I fell in love. He was everything to me. So much so, that I gave up going away to college to get married and start a family. Guess what? He abandoned me too. I started to blame myself. All of those feelings I thought I had frozen away began to resurface. My father abandoned me, and now my children's father had abandoned them, and they were going to grow up just like I did, wondering why daddy didn't love them. It had to be my fault, right? I hadn't chosen wisely. So I killed myself trying to include him in their lives. I made sure they saw his family, and took them to eat in the restaurant where he worked at least once a week. Then he did something horrible and was locked away, but still I continued to foster a relationship between him and his children. Spending weekend after weekend in a jail/prison visitation room, until one day he said he didn't want to see them anymore. That it was too painful for him. I was furious, with him, but also with you.

Fast forward ten years and two babies later and you'll find me in an abusive relationship trying to keep my head above water. People always ask why the victim stays. I'm working through this now. For me I think it's two very toxic thoughts forever ingrained in my psyche. The first is the lesson learned from my stepfather. Love hurts. Yes, I kicked you across the room, but I love you and you did something wrong. I only did it because I love you and I want you to do better. The second is the lesson learned from you. Love leaves. So I stayed, because somewhere in my sick way of thinking I accepted the abuse because at least it meant he was there. One night he came home with a friend. Not a walking, talking human friend, a sell your soul to the devil, take everything you love type of friend. And thus began my dance with the devil. Hello Cocaine, nice to meet you, glad you came.

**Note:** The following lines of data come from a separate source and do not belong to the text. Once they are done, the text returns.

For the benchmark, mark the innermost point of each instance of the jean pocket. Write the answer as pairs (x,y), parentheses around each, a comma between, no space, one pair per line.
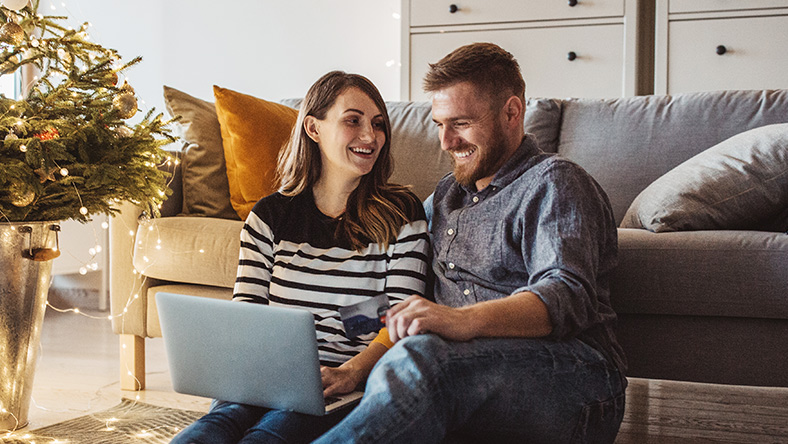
(599,422)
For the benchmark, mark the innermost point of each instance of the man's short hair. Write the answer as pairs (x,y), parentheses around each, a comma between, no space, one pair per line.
(485,65)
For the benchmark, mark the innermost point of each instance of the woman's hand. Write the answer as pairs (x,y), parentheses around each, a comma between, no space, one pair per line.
(348,376)
(340,380)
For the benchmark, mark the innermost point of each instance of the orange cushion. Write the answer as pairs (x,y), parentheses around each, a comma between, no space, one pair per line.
(253,131)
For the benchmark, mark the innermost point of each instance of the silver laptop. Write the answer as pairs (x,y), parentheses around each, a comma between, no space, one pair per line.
(245,353)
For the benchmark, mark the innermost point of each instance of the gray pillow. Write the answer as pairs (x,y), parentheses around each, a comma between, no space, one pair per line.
(206,191)
(740,183)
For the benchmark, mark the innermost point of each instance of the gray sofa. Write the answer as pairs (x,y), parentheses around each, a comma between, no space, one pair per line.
(706,304)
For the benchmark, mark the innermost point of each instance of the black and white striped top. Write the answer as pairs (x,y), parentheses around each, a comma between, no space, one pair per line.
(290,256)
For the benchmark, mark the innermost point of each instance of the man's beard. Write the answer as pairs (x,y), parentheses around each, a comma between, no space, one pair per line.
(488,160)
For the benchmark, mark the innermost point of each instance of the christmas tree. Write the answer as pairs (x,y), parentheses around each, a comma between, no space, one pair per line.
(67,150)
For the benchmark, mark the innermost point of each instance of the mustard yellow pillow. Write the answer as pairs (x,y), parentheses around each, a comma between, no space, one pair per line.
(253,131)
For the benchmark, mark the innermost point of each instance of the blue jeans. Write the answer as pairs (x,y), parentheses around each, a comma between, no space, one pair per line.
(428,390)
(231,423)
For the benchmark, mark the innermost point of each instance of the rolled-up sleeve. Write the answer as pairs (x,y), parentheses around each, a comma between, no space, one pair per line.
(566,237)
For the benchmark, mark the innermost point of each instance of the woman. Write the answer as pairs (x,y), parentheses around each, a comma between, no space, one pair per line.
(335,234)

I spent the next few years juggling being a mom, hiding my addiction, lying to family and friends, isolating myself from the world, and denying that I had a problem. I didn't have to feel anything. This is the lie that addiction leads you to believe. Just one more hit, and you'll forget you even had problems. Stay here and stay high. He loves you when you're both high. There's no fighting when you're high. Everything is better when you're high. Until it all comes crashing down around you, and you don't even know who you are anymore, and everything that meant anything to you is jeopardized. So you end up in rehab trying to figure out how the hell you got there. And you're forced to face your demons.

So this is me facing one of mine. You hurt me. You walked away and it hurts. I needed you and you weren't there. I blamed myself. I tortured myself wondering why you didn't love me. I've been mad at you for most of my life. I wanted to meet you and tell you these things, but my search for you ended at your obituary in an Orlando newspaper, so I never got the chance. You've been laid to rest, and it's time to let you go. So I forgive you for leaving and not looking back. I thank you for the gift of life, and for teaching me about the kind of parent I wanted to be. I thank God everyday that my kids know how much they mean to me. I thank God that they feel safe coming to me with their problems and insecurities, and that in spite of my two year field trip with cocaine, I have always remained there for them, and that's something they don't question. I've been clean for a year and a half, and I'm fixing the damage I caused. I wish we had had the chance to fix the damage between us, but as that's impossible, I'm just going to say I forgive you and thank you for teaching me by absence.